Em 12–13 de junho de 2001, um julgamento foi conduzido perante o juiz Joseph Will. Acabará por se pronunciar contra os pedidos de registros públicos originais de Uribe e da CCI e os argumentos constitucionais para inspecionar e copiar os arquivos do médico legista pertencentes a Dale Earnhardt, para incluir fotografias de autópsia. A decisão do juiz Will deu início a uma extensa batalha legal travada posteriormente nos tribunais de apelação por Uribe e CCI, buscando julgar a negação de seu pedido de registros públicos inconstitucional segundo as leis estaduais e federais da Flórida. Então, em 1º de dezembro de 2003, a Suprema Corte dos Estados Unidos recusou-se a ouvir o recurso de Uribe e da CCI. Portanto, a lei de 29 de março de 2001 do Legislativo da Flórida que impede a divulgação das fotos públicas de autópsia de Earnhardt permaneceria em vigor.

A lei de 29 de março de 2001 da Legislatura da Flórida, também conhecida como Lei de Proteção à Família Earnhardt, foi patrocinada pelo senador Jim King (R-Jacksonville) e mudou as leis de registros públicos historicamente abertos e de longa data da Flórida daquele dia em diante. A lei Earnhardt considerou as fotografias de autópsia de exame médico da Flórida, gravações de vídeo e áudio isentas de inspeção pública sem a permissão expressa dos familiares aplicáveis.

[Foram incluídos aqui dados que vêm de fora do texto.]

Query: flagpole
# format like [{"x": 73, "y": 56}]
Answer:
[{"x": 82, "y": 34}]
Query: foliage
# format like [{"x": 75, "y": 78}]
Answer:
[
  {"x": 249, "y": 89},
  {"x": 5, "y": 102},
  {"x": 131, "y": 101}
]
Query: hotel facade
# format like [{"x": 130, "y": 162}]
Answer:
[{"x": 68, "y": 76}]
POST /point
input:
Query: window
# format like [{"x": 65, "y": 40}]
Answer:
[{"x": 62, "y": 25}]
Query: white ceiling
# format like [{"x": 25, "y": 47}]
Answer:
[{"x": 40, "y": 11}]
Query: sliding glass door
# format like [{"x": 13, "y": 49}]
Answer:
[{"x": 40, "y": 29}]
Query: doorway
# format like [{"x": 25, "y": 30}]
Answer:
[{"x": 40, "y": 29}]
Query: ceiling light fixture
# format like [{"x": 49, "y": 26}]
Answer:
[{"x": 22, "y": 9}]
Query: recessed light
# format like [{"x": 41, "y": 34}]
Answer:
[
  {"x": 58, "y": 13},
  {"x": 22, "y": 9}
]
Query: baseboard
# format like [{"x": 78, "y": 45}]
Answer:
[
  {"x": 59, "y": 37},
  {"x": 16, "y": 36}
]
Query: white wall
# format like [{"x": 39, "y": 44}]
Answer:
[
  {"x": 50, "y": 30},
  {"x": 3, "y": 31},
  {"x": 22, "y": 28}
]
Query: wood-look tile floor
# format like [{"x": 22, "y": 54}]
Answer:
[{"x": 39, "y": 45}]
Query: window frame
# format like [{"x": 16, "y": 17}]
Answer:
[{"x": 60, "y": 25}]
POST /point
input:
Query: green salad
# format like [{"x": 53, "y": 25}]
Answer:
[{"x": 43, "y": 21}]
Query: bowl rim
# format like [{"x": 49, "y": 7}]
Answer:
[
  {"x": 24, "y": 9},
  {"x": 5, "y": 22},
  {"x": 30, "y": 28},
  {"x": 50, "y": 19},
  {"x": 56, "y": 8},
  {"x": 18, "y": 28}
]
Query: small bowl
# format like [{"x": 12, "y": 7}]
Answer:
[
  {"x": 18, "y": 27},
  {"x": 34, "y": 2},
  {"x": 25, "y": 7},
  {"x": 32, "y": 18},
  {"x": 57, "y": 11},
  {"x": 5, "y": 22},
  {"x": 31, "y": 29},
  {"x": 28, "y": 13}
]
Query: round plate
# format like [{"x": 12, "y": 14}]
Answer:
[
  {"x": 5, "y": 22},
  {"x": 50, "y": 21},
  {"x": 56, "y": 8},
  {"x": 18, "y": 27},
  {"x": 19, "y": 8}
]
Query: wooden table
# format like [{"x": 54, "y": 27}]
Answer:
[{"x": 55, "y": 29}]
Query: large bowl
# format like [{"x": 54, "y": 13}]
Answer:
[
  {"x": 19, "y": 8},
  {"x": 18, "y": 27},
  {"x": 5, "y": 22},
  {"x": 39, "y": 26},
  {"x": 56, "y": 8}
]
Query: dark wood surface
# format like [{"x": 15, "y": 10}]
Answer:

Um ano após a morte de Earnhardt, em abril de 2002, a cantora do TLC Lisa Lopes morreu em um acidente de carro em Honduras. Uma controvérsia semelhante ao lançamento das fotos da autópsia de Earnhardt ocorreu, já que poucos dias após a queda de Lopes, as fotos da autópsia começaram a circular na Internet. Todos os três pilotos de Earnhardt (Steve Park, Dale Earnhardt Jr. e Michael Waltrip) responderam em protesto ao vazamento pintando uma única faixa preta ao lado dos adesivos do farol esquerdo de seus carros para o Pontiac Excitement 400 no Richmond International Raceway.

Leia mais sobre este tópico: Death Of Dale Earnhardt

Citações famosas contendo imagens de palavras:

& ldquo Aqueles que são estimados árbitros de gosto, muitas vezes são pessoas que adquiriram algum conhecimento de admirados As fotos ou esculturas, e têm uma inclinação para tudo o que é elegante, mas se você perguntar se são almas bonitas e se seus próprios atos são justos As fotos, você aprende que eles são egoístas e sensuais. Seu cultivo é local, como se você devesse esfregar uma tora de madeira seca em um ponto para produzir fogo, todo o resto permanecendo frio. & rdquo
& mdashRalph Waldo Emerson (1803 & # 1501882)


Assista o vídeo: Dale Earnhardt Fatal Crash w. Dale Jr MRN Interview - Full Speed Replays Better Audio (Dezembro 2021).